Everything old is new again. The folks who brought us the eXtreme Programming books were, among other things, promoting a set of best practices in software development. One of them, which they termed “Programming by Intention”, was not actually new, but was something that had been a very common coding technique in languages like COBOL and Smalltalk (usually called “top down” programming) years before.
(from the introduction of Programming by Intention)
Programming by Intention appears to be a rediscovery of top down programming where one starts with the top layer and goes down from there.
This was the way that code was written in the days of Pascal and its contemporaries. You started writing the main procedure (it happened to be located at the end of the file, by necessities of the language definition and compiler) and then write a procedure or function, which was then located before the code that called it.
This contrasts with the 'bottom up design' model that OO emphasizes - building the building blocks first, and then building them up from there.

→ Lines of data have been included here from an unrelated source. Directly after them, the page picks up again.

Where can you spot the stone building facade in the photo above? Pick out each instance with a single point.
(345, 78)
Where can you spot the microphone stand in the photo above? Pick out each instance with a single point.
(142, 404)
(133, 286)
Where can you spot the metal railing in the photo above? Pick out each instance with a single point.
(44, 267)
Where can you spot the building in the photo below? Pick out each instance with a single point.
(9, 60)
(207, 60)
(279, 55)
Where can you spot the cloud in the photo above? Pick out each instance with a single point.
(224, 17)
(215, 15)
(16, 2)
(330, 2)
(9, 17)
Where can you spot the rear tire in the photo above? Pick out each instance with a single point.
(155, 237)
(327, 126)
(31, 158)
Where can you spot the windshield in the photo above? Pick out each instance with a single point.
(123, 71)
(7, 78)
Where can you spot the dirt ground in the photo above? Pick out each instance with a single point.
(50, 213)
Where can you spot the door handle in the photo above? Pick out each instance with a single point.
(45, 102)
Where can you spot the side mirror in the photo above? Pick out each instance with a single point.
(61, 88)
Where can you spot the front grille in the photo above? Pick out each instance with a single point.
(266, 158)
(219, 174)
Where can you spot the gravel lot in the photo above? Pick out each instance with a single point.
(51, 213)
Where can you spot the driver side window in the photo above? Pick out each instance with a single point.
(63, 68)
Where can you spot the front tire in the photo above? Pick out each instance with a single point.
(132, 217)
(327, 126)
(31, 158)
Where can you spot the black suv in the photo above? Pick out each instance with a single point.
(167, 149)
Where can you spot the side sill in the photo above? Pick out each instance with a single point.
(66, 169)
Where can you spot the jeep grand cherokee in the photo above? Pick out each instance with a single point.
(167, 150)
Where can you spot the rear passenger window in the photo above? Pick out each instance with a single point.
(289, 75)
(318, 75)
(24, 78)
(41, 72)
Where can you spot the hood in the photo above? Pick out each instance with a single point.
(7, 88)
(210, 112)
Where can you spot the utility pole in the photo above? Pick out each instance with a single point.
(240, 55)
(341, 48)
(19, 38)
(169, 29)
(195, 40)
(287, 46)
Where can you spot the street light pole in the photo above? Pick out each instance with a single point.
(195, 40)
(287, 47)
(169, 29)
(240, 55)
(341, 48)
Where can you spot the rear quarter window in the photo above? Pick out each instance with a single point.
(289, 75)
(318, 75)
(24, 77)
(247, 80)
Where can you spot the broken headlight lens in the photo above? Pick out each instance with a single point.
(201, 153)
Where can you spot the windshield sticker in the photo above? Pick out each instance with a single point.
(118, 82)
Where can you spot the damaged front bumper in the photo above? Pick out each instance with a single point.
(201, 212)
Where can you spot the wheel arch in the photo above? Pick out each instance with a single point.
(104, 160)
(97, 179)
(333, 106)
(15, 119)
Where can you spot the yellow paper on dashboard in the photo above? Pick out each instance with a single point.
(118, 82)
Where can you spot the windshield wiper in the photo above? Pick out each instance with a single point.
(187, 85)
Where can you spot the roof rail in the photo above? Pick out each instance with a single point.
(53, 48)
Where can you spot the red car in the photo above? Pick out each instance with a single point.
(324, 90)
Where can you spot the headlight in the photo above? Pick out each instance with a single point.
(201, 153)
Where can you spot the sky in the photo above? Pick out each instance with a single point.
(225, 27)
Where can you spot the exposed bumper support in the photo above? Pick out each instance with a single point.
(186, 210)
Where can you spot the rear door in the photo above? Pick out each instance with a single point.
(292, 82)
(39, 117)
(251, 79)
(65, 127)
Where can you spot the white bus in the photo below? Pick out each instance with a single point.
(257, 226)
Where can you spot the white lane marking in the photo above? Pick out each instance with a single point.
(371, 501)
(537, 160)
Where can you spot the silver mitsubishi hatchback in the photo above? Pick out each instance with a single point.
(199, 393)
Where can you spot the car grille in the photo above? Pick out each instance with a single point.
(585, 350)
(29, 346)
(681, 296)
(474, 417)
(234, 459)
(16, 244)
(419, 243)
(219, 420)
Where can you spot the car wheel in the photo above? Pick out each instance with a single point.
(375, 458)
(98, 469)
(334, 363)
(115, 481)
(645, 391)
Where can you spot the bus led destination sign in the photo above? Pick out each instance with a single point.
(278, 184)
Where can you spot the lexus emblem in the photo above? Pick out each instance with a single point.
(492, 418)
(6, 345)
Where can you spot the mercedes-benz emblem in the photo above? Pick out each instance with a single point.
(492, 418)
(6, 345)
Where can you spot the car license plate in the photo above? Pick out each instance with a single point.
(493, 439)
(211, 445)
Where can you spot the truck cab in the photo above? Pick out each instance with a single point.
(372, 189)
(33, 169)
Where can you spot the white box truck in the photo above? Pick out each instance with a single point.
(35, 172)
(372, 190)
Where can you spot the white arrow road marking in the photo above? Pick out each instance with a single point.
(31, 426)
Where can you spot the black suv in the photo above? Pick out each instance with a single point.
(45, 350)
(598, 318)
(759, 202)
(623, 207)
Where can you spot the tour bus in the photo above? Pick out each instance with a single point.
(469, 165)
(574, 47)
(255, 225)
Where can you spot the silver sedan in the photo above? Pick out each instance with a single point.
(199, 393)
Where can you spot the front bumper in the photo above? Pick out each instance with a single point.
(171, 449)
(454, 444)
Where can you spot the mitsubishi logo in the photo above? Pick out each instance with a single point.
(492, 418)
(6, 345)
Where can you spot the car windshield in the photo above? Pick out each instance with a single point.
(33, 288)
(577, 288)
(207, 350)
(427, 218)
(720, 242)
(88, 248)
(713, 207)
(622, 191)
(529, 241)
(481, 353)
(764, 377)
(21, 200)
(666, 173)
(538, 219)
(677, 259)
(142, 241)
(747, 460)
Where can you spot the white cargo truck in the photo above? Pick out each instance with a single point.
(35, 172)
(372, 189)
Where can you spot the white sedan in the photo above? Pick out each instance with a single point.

It would be a misconception and misapplication of Programming by Intention to use this to lay a structural framework to the code. Unless the language defines it (a la pascal), it doesn't matter what order the methods are declared in. Readability (and consistency between programmers) is key.
With modern IDEs, one can see the outline of the code quickly and easily. Hitting F3 in eclipse will open up the definition of a method call no matter where it is located in the code. To this extent, the organization of the methods is unimportant. If there is an order use the following guideline:
- Program within the language constraints.
- Program within the language conventions.
- Program within the team's style constraints.
- Program consistently.
If you order top down or bottom up or depth first or breath first or alphabetical, do it. And stick with it.